When she had read it she turned about and left his room. Alasdair reached behind him for his chair and sat down and did not stir for a time. He ought to be angry with her, furious. But instead he reached for the newspaper. The story was an insignificant piece; variations of it—a different name, minor details altered—appeared in the newspaper every day. But this one had made him stop and read:
SUICIDE OF A PRISONER
Yesterday an inquest was held at Darlinghurst Gaol on the body of Millicent Nimrod, whose death took place at that institution on Wednesday last. Evidence showed the prisoner had committed suicide by hanging herself in her cell using lengths of sheet tied together to make a rope. Deceased was sentenced to three years’ penal servitude for malicious damage to property, her third such offence, and had recently given birth to a child, the fate of the child being unknown. A verdict of suicide while insane was returned.
He folded the newspape
r and put it away. The story saddened him. He had not known the woman but her sister had, presumably, been their maid, Alice Nimrod, and now Alice was gone and he had an idea his wife had been responsible for the girl’s sudden departure.
Much later, when the crowds at the Domain had begun to disperse and the platforms on which the speakers stood had sunk into the mud and were beginning to be dismantled, Mrs Dunlevy came into the kitchen. This, like her husband’s bedroom and the maid’s attic room, was a space into which she rarely ventured, but it seemed that all such demarcations within the house had broken down.
She stood for a time in the doorway and when Mrs Flynn, who was engaged in a tricky manoeuvre with a leg of lamb and the stove door, realised she was there she almost dropped the lamb and the tray and burned herself.
‘Lord, missus, you gave me a start!’ she exclaimed with a jollity she did not feel, for Alice was gone and the poor wee baby too, and here was Mrs Dunlevy in the kitchen doorway and it was all very unsettling.
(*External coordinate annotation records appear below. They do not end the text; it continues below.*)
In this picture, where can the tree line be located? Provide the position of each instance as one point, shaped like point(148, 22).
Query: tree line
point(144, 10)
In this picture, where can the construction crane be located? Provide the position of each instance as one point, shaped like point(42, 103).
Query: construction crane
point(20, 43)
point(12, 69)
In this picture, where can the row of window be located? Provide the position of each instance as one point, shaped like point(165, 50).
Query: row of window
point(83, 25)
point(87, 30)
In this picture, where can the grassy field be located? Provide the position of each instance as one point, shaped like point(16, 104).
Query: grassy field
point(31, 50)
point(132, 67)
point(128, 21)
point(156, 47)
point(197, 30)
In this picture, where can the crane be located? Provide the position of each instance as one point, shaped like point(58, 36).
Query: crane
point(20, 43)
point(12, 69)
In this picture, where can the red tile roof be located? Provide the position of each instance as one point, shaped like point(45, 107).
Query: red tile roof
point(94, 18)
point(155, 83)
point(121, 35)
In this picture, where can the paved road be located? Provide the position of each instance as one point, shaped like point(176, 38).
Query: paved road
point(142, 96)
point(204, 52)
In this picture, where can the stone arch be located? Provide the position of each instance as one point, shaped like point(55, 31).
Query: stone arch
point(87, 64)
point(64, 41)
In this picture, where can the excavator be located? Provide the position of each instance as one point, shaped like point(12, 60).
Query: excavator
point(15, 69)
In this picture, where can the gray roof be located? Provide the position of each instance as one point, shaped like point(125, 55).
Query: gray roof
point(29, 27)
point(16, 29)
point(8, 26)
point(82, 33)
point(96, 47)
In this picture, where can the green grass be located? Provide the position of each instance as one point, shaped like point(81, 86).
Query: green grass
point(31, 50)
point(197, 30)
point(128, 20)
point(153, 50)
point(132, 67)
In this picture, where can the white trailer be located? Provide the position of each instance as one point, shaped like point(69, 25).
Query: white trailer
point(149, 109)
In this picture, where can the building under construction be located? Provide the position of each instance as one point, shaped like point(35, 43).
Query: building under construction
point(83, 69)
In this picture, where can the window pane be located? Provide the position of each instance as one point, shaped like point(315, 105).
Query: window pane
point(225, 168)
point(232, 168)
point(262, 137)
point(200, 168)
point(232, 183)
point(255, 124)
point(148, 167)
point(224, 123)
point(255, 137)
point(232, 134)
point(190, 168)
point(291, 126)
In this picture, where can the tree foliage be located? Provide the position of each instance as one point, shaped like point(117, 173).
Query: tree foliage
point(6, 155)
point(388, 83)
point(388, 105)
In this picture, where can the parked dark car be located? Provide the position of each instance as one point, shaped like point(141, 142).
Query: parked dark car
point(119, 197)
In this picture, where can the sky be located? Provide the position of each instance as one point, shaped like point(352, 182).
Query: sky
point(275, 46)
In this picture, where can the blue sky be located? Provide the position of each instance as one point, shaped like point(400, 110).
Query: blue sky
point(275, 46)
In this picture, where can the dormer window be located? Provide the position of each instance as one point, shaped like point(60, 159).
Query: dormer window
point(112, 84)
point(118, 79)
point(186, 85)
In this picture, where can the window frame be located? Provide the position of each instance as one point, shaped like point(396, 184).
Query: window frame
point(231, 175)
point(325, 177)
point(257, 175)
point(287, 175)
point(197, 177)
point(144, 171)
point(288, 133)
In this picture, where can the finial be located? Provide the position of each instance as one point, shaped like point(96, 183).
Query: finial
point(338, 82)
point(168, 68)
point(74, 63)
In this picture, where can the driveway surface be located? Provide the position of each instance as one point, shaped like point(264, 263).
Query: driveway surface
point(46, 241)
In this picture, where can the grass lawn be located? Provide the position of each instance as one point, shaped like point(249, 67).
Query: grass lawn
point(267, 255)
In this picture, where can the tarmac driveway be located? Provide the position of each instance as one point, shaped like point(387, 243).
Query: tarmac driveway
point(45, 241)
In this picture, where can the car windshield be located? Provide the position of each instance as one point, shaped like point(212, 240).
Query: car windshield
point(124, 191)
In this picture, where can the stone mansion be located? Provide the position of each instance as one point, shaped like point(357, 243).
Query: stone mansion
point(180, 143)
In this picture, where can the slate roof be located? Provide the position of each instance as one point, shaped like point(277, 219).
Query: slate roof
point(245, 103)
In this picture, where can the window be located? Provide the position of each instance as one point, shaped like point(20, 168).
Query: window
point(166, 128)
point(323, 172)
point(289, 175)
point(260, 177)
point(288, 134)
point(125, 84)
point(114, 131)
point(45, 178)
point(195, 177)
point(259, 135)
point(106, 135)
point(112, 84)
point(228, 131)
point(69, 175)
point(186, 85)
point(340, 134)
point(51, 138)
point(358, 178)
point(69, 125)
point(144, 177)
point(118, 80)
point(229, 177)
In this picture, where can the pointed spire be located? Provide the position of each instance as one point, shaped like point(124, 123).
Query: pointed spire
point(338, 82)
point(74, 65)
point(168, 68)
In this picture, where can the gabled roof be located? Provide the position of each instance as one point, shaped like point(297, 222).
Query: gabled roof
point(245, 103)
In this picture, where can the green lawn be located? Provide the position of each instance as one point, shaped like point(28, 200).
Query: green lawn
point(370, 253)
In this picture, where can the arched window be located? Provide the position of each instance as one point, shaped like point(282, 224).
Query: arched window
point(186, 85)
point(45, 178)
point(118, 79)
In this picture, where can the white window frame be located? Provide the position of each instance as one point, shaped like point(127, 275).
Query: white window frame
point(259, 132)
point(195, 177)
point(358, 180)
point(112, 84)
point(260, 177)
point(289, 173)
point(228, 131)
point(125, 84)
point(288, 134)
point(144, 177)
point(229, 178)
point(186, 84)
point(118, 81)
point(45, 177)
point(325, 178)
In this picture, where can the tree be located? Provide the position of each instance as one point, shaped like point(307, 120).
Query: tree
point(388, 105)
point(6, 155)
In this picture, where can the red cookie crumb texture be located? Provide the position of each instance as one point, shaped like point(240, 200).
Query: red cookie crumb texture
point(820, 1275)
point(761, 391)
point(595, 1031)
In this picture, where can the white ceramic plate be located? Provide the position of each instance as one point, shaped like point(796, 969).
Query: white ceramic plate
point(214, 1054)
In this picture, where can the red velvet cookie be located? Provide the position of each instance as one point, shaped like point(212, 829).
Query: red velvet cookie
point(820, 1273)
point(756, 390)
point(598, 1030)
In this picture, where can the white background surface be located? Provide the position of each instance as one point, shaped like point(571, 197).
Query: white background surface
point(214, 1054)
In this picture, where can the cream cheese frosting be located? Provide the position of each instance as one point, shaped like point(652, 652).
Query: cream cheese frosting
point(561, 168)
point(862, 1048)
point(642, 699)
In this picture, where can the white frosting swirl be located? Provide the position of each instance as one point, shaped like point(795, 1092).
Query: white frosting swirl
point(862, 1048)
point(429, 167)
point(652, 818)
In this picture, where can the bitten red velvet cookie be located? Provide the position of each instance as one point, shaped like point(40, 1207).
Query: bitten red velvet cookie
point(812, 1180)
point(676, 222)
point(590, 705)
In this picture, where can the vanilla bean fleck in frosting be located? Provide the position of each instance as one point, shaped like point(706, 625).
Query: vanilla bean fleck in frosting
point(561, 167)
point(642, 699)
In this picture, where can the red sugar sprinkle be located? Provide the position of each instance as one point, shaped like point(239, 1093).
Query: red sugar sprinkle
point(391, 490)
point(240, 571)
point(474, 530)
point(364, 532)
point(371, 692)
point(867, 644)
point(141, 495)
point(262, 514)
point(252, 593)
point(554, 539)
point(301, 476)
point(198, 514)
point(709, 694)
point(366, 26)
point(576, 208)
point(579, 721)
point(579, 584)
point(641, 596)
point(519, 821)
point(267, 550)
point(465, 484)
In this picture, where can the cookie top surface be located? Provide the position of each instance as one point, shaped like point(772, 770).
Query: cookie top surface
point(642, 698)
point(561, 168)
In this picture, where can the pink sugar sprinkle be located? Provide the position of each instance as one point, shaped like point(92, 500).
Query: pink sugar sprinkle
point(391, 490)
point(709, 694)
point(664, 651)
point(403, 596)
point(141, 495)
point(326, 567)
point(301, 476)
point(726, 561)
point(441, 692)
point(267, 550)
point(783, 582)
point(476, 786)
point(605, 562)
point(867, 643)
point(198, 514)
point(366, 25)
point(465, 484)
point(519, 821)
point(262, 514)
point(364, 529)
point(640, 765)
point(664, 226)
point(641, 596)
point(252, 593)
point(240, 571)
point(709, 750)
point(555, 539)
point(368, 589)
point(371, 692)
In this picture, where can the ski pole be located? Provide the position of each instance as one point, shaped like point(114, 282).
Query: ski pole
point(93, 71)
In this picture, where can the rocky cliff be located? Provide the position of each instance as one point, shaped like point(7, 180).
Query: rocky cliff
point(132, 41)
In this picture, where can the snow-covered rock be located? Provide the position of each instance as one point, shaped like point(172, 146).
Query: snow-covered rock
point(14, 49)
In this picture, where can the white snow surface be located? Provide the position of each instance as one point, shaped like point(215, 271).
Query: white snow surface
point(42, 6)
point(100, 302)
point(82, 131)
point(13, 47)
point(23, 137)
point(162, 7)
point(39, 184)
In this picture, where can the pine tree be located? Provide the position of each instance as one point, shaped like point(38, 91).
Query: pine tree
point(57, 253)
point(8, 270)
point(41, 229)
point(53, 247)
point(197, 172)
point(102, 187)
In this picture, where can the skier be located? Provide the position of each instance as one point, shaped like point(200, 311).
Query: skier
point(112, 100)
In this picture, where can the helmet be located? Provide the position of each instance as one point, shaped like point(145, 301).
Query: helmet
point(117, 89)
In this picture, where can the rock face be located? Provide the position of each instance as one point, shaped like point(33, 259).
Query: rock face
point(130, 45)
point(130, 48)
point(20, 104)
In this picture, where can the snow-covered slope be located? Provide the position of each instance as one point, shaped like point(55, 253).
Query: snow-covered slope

And then she said, ‘Oh, Mrs Dunlevy, are you sick? You do not look at all well,’ though it was not something she ought to have said to the mistress of the house. But the mistress did look unwell, all grey and fainting, as she described it later to Mr Flynn. ‘Though I oughtened to have said so,’ she had added.
And what Mrs Dunlevy had asked her was, did she know where Alice might have gone to?
Just as though Alice had upped and left of her own volition—and perhaps she had, for now Mrs Flynn was no longer sure of anything.
‘And so I told her, Surry Hills, Mrs Dunlevy. That is what I said,’ she reported to Mr Flynn later that evening, ‘and then she was gone. What do you make of that?’